Im Nebel verfestigte sich allmählich eine Gestalt. Oder verfestigte sich der Nebel selbst zu dieser? Johann wusste es nicht. Aber ihm war klar, dass er zustoßen musste, während der böse Wicht sich verwandelte. Leider wusste er auch, dass er zu spät kommen würde. Trotzdem schwang er den Blindenstock in einem Anflug von Entschlossenheit, aber sein Hieb ging wie erwartet ins Leere.

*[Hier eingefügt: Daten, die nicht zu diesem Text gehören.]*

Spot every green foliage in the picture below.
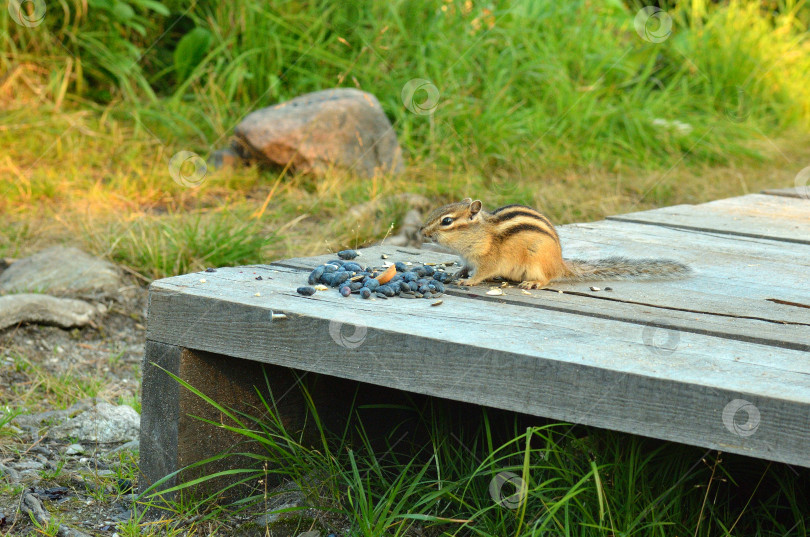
[147,373,808,537]
[2,0,810,171]
[86,214,275,278]
[174,28,213,81]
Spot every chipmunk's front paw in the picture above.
[518,280,548,289]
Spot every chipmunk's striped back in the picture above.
[489,205,560,244]
[421,198,690,289]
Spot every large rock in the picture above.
[0,293,106,330]
[234,88,403,177]
[48,402,141,443]
[0,246,125,299]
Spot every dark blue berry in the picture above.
[308,265,324,285]
[365,278,380,291]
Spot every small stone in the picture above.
[65,444,84,455]
[338,250,360,260]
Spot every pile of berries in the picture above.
[297,250,453,299]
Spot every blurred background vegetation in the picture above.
[0,0,810,278]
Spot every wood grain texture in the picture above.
[142,194,810,467]
[608,194,810,244]
[148,267,810,466]
[762,185,810,200]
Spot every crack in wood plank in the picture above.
[269,262,810,352]
[605,216,810,244]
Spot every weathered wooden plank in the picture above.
[272,227,810,350]
[148,268,810,466]
[762,185,810,200]
[138,341,183,491]
[608,194,810,244]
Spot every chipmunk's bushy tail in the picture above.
[558,257,692,282]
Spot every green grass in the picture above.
[0,0,810,537]
[0,0,810,170]
[147,372,810,537]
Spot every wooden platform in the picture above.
[141,189,810,494]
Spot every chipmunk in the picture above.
[420,198,691,289]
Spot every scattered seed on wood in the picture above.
[376,265,397,283]
[338,250,360,259]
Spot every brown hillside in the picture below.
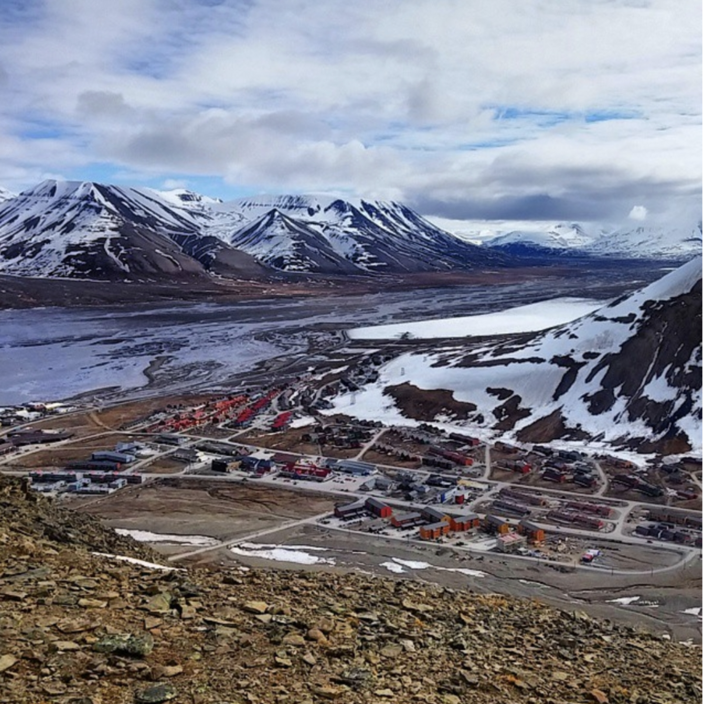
[0,478,701,703]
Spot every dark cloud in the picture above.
[407,172,700,222]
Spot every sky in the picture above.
[0,0,702,225]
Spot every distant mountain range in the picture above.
[0,180,701,281]
[464,221,702,261]
[0,180,511,279]
[334,257,702,454]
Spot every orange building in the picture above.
[450,514,479,531]
[518,519,545,543]
[484,514,511,534]
[420,521,450,540]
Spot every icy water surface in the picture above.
[0,280,656,405]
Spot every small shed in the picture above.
[484,514,511,534]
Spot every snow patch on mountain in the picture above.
[333,257,702,452]
[486,223,594,250]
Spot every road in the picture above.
[167,512,330,563]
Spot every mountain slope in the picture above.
[585,222,702,260]
[0,477,701,703]
[206,196,509,274]
[483,222,702,261]
[0,180,263,279]
[336,257,702,452]
[0,186,17,203]
[485,223,594,252]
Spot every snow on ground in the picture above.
[380,561,406,573]
[237,541,331,551]
[380,558,485,578]
[607,595,640,605]
[230,541,335,565]
[682,607,702,619]
[93,552,183,570]
[230,546,335,565]
[115,529,218,546]
[347,298,604,340]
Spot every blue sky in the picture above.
[0,0,702,223]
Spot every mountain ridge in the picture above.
[0,180,512,278]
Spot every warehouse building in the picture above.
[518,519,545,543]
[365,497,394,519]
[450,513,480,531]
[497,531,526,553]
[420,521,450,540]
[335,499,367,519]
[420,507,450,525]
[484,514,511,535]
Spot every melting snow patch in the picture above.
[347,298,604,339]
[391,558,433,570]
[93,553,183,570]
[237,541,330,551]
[607,595,640,605]
[388,558,485,578]
[381,561,406,573]
[115,529,218,546]
[230,544,335,565]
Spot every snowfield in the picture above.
[326,257,702,452]
[347,298,604,340]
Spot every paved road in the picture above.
[166,512,330,562]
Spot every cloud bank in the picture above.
[0,0,702,226]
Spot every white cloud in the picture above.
[0,0,701,227]
[628,206,648,220]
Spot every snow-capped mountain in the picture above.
[335,256,702,453]
[485,223,594,252]
[483,222,702,261]
[585,221,702,260]
[0,180,262,279]
[0,186,17,203]
[206,196,507,273]
[0,180,510,278]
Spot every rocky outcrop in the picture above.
[0,481,701,703]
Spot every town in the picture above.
[0,374,702,568]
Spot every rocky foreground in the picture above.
[0,477,702,703]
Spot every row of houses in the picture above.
[335,497,545,551]
[635,523,702,548]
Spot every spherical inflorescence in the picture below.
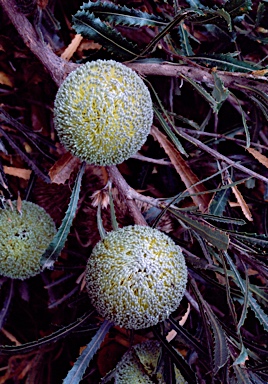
[55,60,153,165]
[86,225,187,329]
[0,201,56,280]
[115,340,187,384]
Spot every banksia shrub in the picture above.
[115,340,187,384]
[0,201,56,280]
[86,225,187,329]
[55,60,153,165]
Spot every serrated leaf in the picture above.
[191,53,262,73]
[191,279,229,374]
[80,1,167,27]
[230,232,268,249]
[153,326,197,384]
[140,8,203,56]
[169,209,229,250]
[40,162,86,270]
[178,23,194,56]
[0,311,94,356]
[63,320,113,384]
[72,11,138,59]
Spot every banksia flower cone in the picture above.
[86,225,187,329]
[115,340,187,384]
[55,60,153,165]
[0,201,56,280]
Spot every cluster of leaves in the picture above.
[0,0,268,384]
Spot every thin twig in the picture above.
[106,165,147,225]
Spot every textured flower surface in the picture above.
[0,201,56,280]
[55,60,153,165]
[115,340,187,384]
[86,225,187,329]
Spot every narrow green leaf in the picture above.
[191,279,229,374]
[232,93,250,148]
[224,0,252,18]
[215,8,232,32]
[80,1,167,27]
[154,108,188,156]
[153,326,197,384]
[140,8,203,56]
[40,162,86,270]
[108,182,118,231]
[230,232,268,250]
[63,320,113,384]
[178,22,194,56]
[72,11,138,59]
[180,73,218,113]
[169,209,229,250]
[212,71,230,111]
[0,311,94,356]
[191,53,262,73]
[209,188,231,216]
[224,252,268,331]
[97,203,106,240]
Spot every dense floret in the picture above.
[86,225,187,329]
[55,60,153,165]
[115,340,187,384]
[0,201,56,280]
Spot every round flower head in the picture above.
[55,60,153,165]
[0,201,56,280]
[115,340,187,384]
[86,225,187,329]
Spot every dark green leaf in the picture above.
[169,209,229,250]
[153,326,197,384]
[191,279,229,374]
[180,73,218,113]
[224,252,268,331]
[224,0,252,18]
[72,11,138,59]
[191,53,262,73]
[63,320,113,384]
[40,162,86,270]
[0,311,94,356]
[209,188,231,216]
[212,71,230,111]
[80,1,167,27]
[178,23,194,56]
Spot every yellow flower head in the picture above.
[0,201,56,280]
[115,340,187,384]
[55,60,153,165]
[86,225,187,329]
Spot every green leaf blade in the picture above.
[40,163,86,270]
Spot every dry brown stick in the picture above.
[106,165,148,225]
[0,0,77,86]
[127,62,268,93]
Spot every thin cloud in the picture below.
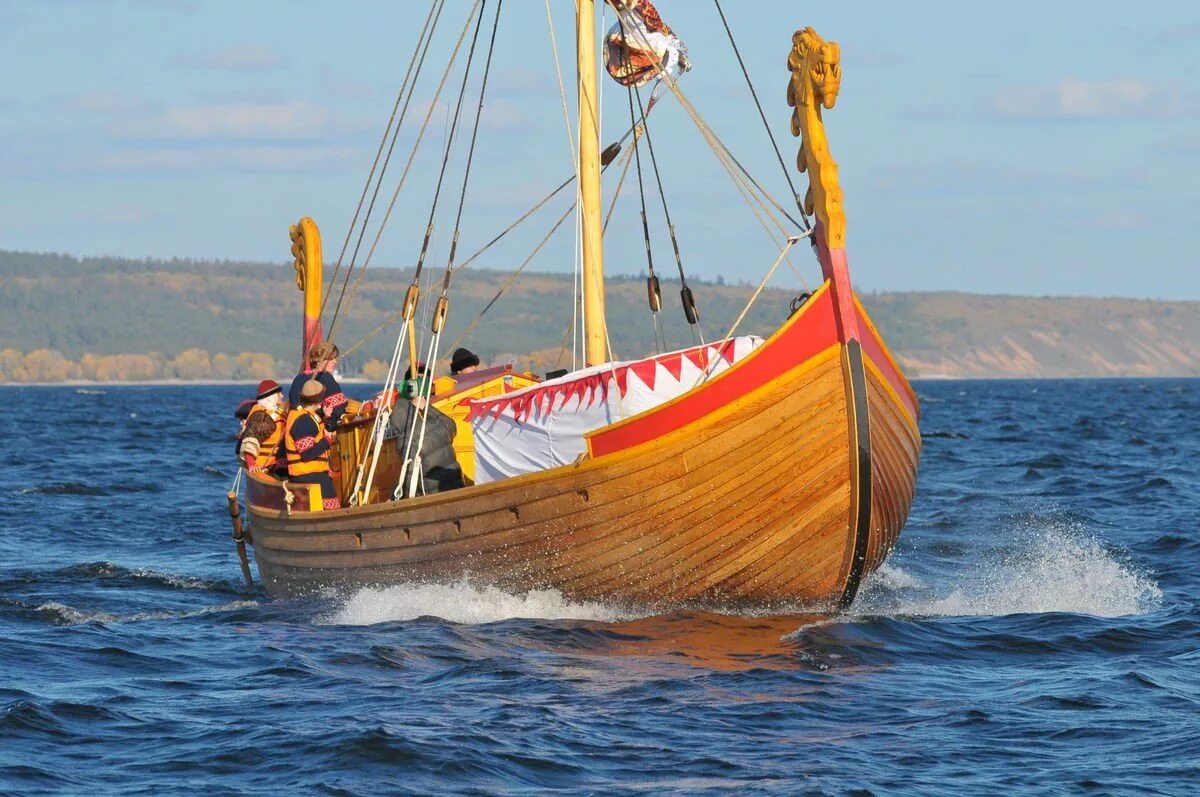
[990,78,1188,121]
[1158,22,1200,44]
[95,145,354,173]
[119,102,330,139]
[67,91,144,116]
[172,42,287,72]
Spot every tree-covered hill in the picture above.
[0,251,1200,382]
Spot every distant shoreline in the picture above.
[0,377,376,388]
[0,373,1200,390]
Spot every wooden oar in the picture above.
[228,490,254,589]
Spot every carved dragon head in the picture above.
[787,28,846,248]
[787,28,841,108]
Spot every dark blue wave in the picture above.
[0,380,1200,795]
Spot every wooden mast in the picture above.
[576,0,608,365]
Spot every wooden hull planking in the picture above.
[241,286,920,607]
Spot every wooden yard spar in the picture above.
[238,0,920,607]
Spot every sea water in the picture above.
[0,380,1200,795]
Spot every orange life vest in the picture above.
[283,408,329,477]
[246,405,284,473]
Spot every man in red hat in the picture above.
[238,379,288,475]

Der letzte Nebelrest verflüchtigte sich und das neu erwachte Biest stieß einen langen, knurrenden Laut aus.
Zwei krallenbesetzte, riesige Pranken stießen das Wer-Kaninchen zu Boden, aus dem Maul mit unzähligen scharfen Zähnen tropfte der Speichel auf das Sitzpolster und die nun grauschwarzen Augen blitzten böse.
„Der Schrecken der Nacht ist erwacht", knurrte es aus tiefster Kehle.
Schließlich setzte der böse Wicht in Form einer riesigen Wolfsgestalt über die Ledersitze hinweg, stieß dabei ein schauriges Geheul aus und das Letzte, was die beiden Geschwister sahen, war der breite Rücken, ehe der Wolf am anderen Ende des Abteils verschwand.
Wo Wallbanger weiches, kuscheliges Fell hatte, das man am liebsten streicheln wollte, erinnerte der Wolfspelz an borstige Nadeln.
Johann rümpfte die Nase, es stank nach Hund und Schwefel, und umklammerte den Gehstock. Die Zettelbotschaft war in all dem Tumult zu Boden gesegelt.
Draußen donnerte und blitzte es, als wollte die Welt zu Grunde gehen. Dicke Regentropfen prasselten gegen die Scheiben.